The Canadian Press
The Toronto stock market was likely headed for a flat open Tuesday following solid gains that opened the 2010 trading year.
The Canadian dollar jumped 0.58 of a cent to US96.6¢ as the U.S. currency weakened for a second day. A soft greenback pushed the loonie up 0.87 of a cent on Monday.
New York futures also pointed to a weak open after strong manufacturing data from the U.S. and China encouraged investors. The Dow Jones industrial futures added a point to 10,520, the Nasdaq futures inched up 0.25 of a point to 1,887 and the S&P 500 futures gained 1.5 points to 1,130.3.

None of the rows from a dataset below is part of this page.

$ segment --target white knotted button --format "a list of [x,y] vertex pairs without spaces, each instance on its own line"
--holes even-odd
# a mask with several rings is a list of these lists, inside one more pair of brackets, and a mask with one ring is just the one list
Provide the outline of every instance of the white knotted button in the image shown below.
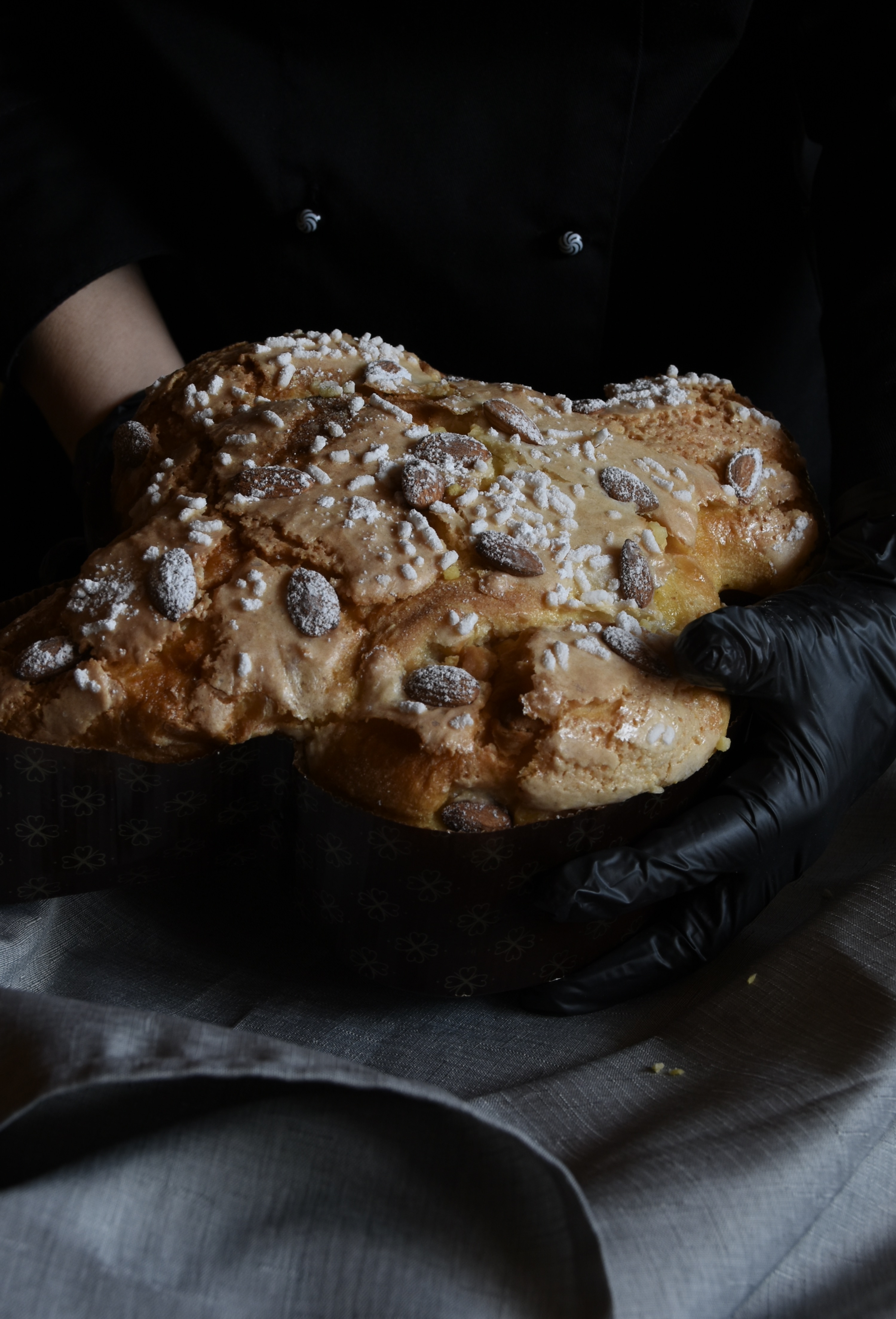
[[308,206],[306,206],[306,208],[303,211],[299,211],[299,214],[295,216],[295,227],[302,233],[314,233],[314,231],[318,228],[319,224],[320,224],[320,216],[318,215],[316,211],[312,211],[311,207]]
[[585,241],[581,233],[573,233],[572,230],[567,230],[567,232],[557,239],[557,247],[564,256],[578,256],[581,249],[585,247]]

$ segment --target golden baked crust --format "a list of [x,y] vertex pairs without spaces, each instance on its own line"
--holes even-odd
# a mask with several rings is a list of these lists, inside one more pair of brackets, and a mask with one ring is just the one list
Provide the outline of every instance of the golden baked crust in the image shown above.
[[116,439],[123,534],[0,634],[0,727],[155,761],[282,731],[318,782],[428,827],[685,778],[727,702],[675,677],[673,637],[797,580],[820,517],[729,381],[609,393],[339,331],[196,359]]

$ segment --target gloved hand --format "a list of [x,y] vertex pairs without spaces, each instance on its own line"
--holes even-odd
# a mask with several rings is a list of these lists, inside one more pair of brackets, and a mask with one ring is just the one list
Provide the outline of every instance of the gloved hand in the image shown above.
[[896,756],[896,493],[856,487],[839,525],[802,586],[706,615],[679,637],[685,678],[743,698],[742,749],[671,824],[546,876],[539,906],[559,921],[658,906],[592,966],[524,991],[523,1006],[593,1012],[714,958],[816,860]]

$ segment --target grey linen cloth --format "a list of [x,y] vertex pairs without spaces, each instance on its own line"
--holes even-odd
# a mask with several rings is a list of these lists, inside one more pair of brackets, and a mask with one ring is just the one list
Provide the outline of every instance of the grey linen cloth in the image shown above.
[[895,1314],[895,818],[571,1020],[336,976],[264,873],[4,909],[0,1314]]

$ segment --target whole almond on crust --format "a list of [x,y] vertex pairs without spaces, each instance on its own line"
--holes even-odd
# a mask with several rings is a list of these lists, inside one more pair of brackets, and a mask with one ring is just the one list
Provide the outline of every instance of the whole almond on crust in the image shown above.
[[314,481],[295,467],[244,467],[233,481],[237,495],[249,499],[290,499]]
[[531,417],[527,417],[517,404],[509,404],[506,398],[489,398],[482,404],[482,412],[495,430],[502,430],[505,435],[519,435],[530,445],[543,445],[544,435],[538,429]]
[[727,466],[727,481],[742,504],[759,489],[762,480],[762,454],[758,448],[742,448]]
[[140,467],[153,447],[153,437],[138,421],[125,421],[112,437],[112,452],[123,467]]
[[469,706],[478,696],[480,685],[466,669],[430,663],[408,673],[405,691],[424,706]]
[[178,623],[196,603],[196,574],[186,550],[169,550],[146,578],[149,603],[170,623]]
[[619,586],[623,600],[646,609],[654,599],[654,575],[647,555],[635,541],[626,541],[619,555]]
[[437,435],[427,435],[419,445],[415,445],[414,456],[424,463],[435,464],[451,458],[464,467],[472,467],[480,459],[488,463],[491,454],[482,441],[473,439],[472,435],[455,435],[451,431],[444,431]]
[[660,501],[652,489],[623,467],[601,468],[598,480],[610,499],[618,499],[621,504],[635,504],[639,513],[650,513],[659,506]]
[[445,477],[430,463],[410,462],[402,471],[402,495],[420,512],[445,493]]
[[476,553],[490,568],[510,572],[511,576],[542,576],[544,572],[538,554],[503,532],[482,532],[476,539]]
[[290,447],[296,452],[311,448],[318,435],[328,435],[327,426],[333,422],[347,430],[354,415],[350,398],[315,398],[312,408],[290,435]]
[[625,628],[609,624],[601,632],[601,641],[622,660],[634,663],[642,673],[650,673],[655,678],[672,677],[669,666],[658,654],[654,654],[640,637],[636,637],[632,632],[626,632]]
[[42,682],[78,662],[78,652],[69,637],[47,637],[25,646],[16,660],[13,673],[22,682]]
[[448,802],[441,807],[441,823],[452,834],[493,834],[510,828],[510,811],[493,802]]
[[306,637],[323,637],[339,624],[339,596],[314,568],[295,568],[286,587],[286,612]]

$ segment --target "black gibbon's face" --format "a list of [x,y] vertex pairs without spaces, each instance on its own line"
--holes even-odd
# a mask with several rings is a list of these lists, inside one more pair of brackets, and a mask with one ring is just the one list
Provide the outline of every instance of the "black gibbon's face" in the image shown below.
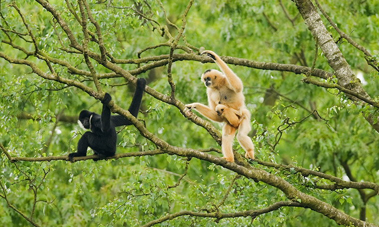
[[208,69],[201,75],[201,81],[207,88],[216,87],[222,76],[221,72],[217,70]]
[[90,118],[92,115],[92,112],[88,111],[82,111],[79,114],[79,119],[78,123],[79,125],[83,129],[89,129],[90,127]]

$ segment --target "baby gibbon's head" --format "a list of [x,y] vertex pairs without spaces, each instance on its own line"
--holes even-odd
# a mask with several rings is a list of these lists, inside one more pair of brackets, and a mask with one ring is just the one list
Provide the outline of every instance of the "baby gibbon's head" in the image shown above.
[[208,69],[201,75],[201,81],[207,88],[214,88],[222,84],[224,77],[218,70]]
[[217,113],[217,114],[219,116],[221,116],[221,114],[222,114],[222,113],[224,113],[224,111],[225,111],[227,109],[227,107],[226,106],[222,104],[218,104],[218,105],[216,106],[215,110],[216,111],[216,113]]

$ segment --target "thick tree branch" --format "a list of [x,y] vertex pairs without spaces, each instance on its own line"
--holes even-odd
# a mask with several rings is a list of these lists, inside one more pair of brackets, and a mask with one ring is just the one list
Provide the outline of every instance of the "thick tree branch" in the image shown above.
[[[370,189],[375,191],[377,194],[379,195],[379,185],[374,183],[369,182],[357,182],[354,181],[346,181],[335,176],[328,175],[320,172],[317,172],[314,170],[311,170],[304,168],[298,167],[292,165],[283,165],[281,164],[273,163],[272,162],[268,162],[261,161],[258,159],[255,159],[254,161],[258,162],[258,164],[265,166],[269,166],[274,167],[275,169],[285,169],[287,171],[290,171],[291,169],[299,172],[304,176],[307,176],[309,175],[316,176],[321,178],[329,180],[333,182],[335,182],[341,188],[355,188],[360,189]],[[322,187],[322,186],[320,186]],[[325,186],[330,187],[330,186]],[[330,186],[331,187],[331,186]],[[324,189],[324,188],[323,188]],[[337,189],[337,188],[336,188]],[[335,189],[334,189],[335,190]]]
[[149,227],[154,225],[162,223],[166,221],[174,219],[178,217],[189,216],[193,217],[201,217],[203,218],[215,218],[217,220],[219,220],[225,218],[234,218],[240,217],[251,217],[253,219],[256,218],[259,215],[263,214],[267,214],[273,211],[276,211],[279,208],[283,207],[305,207],[301,204],[296,202],[291,201],[281,201],[275,203],[272,205],[262,209],[251,210],[240,212],[235,212],[232,213],[222,213],[218,212],[215,212],[210,213],[204,213],[200,212],[194,212],[192,211],[183,211],[171,215],[168,215],[160,219],[152,221],[140,227]]
[[323,15],[324,15],[324,16],[325,16],[328,21],[329,21],[330,24],[332,25],[332,26],[333,27],[333,28],[334,28],[334,29],[337,31],[338,34],[340,34],[341,37],[345,39],[346,41],[348,41],[348,42],[350,43],[354,47],[362,51],[365,55],[365,59],[366,59],[366,60],[367,61],[368,64],[371,65],[376,70],[379,72],[379,68],[378,68],[378,63],[377,62],[377,61],[373,58],[373,56],[371,55],[371,54],[370,53],[369,51],[368,51],[366,48],[363,46],[357,43],[354,41],[354,40],[353,40],[353,39],[350,38],[350,36],[340,30],[340,28],[337,27],[337,25],[334,23],[333,21],[332,20],[332,19],[331,19],[329,16],[328,15],[326,12],[325,12],[324,9],[321,7],[321,5],[320,4],[320,3],[319,3],[319,1],[318,0],[315,0],[315,1],[316,2],[316,4],[317,5],[317,7],[318,7],[320,9],[320,11],[321,12]]

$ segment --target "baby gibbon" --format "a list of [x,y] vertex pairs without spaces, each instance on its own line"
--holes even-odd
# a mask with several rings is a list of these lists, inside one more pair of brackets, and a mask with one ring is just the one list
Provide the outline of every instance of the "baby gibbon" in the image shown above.
[[217,114],[224,117],[226,120],[235,128],[238,128],[239,125],[240,117],[241,113],[233,108],[230,108],[222,104],[216,106],[215,110]]
[[[242,93],[242,82],[214,52],[206,50],[201,53],[204,54],[210,57],[222,72],[215,69],[210,69],[205,71],[201,75],[201,81],[206,87],[207,106],[199,103],[187,104],[186,106],[190,110],[195,110],[211,120],[224,122],[221,138],[221,150],[224,155],[223,158],[229,162],[234,161],[232,149],[233,140],[238,129],[237,140],[246,151],[245,157],[253,159],[254,144],[251,139],[247,135],[251,129],[250,116],[249,111],[245,106],[245,97]],[[225,107],[241,113],[239,123],[237,127],[233,126],[228,120],[226,120],[225,117],[223,117],[222,114],[219,115],[217,114],[216,106],[218,104],[222,104]],[[232,115],[231,116],[233,117]],[[233,123],[233,124],[237,124]]]

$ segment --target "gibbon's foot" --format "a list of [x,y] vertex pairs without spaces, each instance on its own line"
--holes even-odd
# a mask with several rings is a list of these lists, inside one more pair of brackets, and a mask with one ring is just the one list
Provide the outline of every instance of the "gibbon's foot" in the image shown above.
[[186,107],[189,109],[190,110],[190,111],[191,110],[196,108],[196,106],[193,105],[193,104],[187,104],[187,105],[186,105]]
[[231,156],[231,157],[224,156],[224,157],[222,157],[222,158],[226,160],[226,161],[227,162],[234,162],[234,157],[233,156]]
[[111,100],[112,100],[112,97],[111,97],[110,95],[108,93],[105,93],[105,95],[104,96],[103,100],[101,101],[101,103],[103,104],[108,104],[108,103],[111,102]]
[[245,157],[247,159],[254,160],[254,150],[246,151],[245,153]]
[[200,54],[200,55],[206,54],[207,55],[208,55],[208,57],[210,57],[211,59],[215,61],[216,57],[213,54],[213,52],[212,51],[211,51],[210,50],[205,50],[202,52]]
[[82,157],[83,156],[86,156],[86,155],[80,155],[78,154],[77,152],[71,153],[68,154],[68,160],[72,162],[74,157]]

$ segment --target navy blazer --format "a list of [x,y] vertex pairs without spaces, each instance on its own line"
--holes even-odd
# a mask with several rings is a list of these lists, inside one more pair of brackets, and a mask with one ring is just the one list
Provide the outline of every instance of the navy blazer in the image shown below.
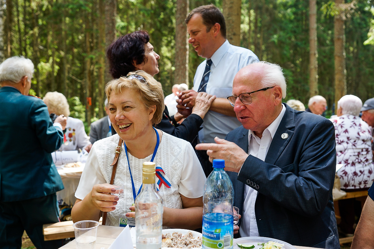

The weak American currency also helped push up some commodity prices with the February crude contract on the New York Mercantile Exchange ahead 21¢ to US$81.72 after surging more than US$2 on Monday.
In the oilpatch, Noble Energy, Inc. (NYSE:NBL) will pay US$494 million to acquire the Rockies upstream assets of Petro-Canada Resources (USA) Inc. and Suncor Energy (Natural Gas) America Inc. (TSX:SU). The transaction is expected to close in the first quarter.
The February bullion contract in New York rose $9.10 to US$1,127.40 an ounce while March copper was off a cent to US$3.39 a pound.
Beyond Monday’s manufacturing data, there is plenty of other data for investors to consider this week.
On Tuesday, the U.S. Commerce Department will report on factory orders and while the National Association of Realtors’ will roll out numbers on pending home sales. Analysts expect factory orders to have risen a moderate 0.5%, according to a Thomson Reuters survey.
Investors were also awaiting, on Friday, perhaps the most critical economic report, the U.S. Labour Department’s assessment of employment during December.
The Canadian employment report for December is also released on Friday.
Overseas, Hong Kong’s Hang Seng moved up 2.1% and Shanghai’s main stock measure climbed 1.2%. Tokyo’s Nikkei 225 stock average added 0.3%.
London’s FTSE 100 was ahead 0.63%, Frankfurt’s DAX added 0.07% while the Paris CAC 40 was up 0.23%.
In other corporate news, Kraft Foods Inc. said it will revise its hostile takeover offer for British chocolate and gum maker Cadbury PLC, offering more cash funded by the sale of its North American pizza business to Nestle.
Nestle, which paid US$3.7 billion for Kraft’s pizza operations — including the Tombstone and Jack’s brands in the U.S. — ruled itself out of a potential bidding war for Cadbury.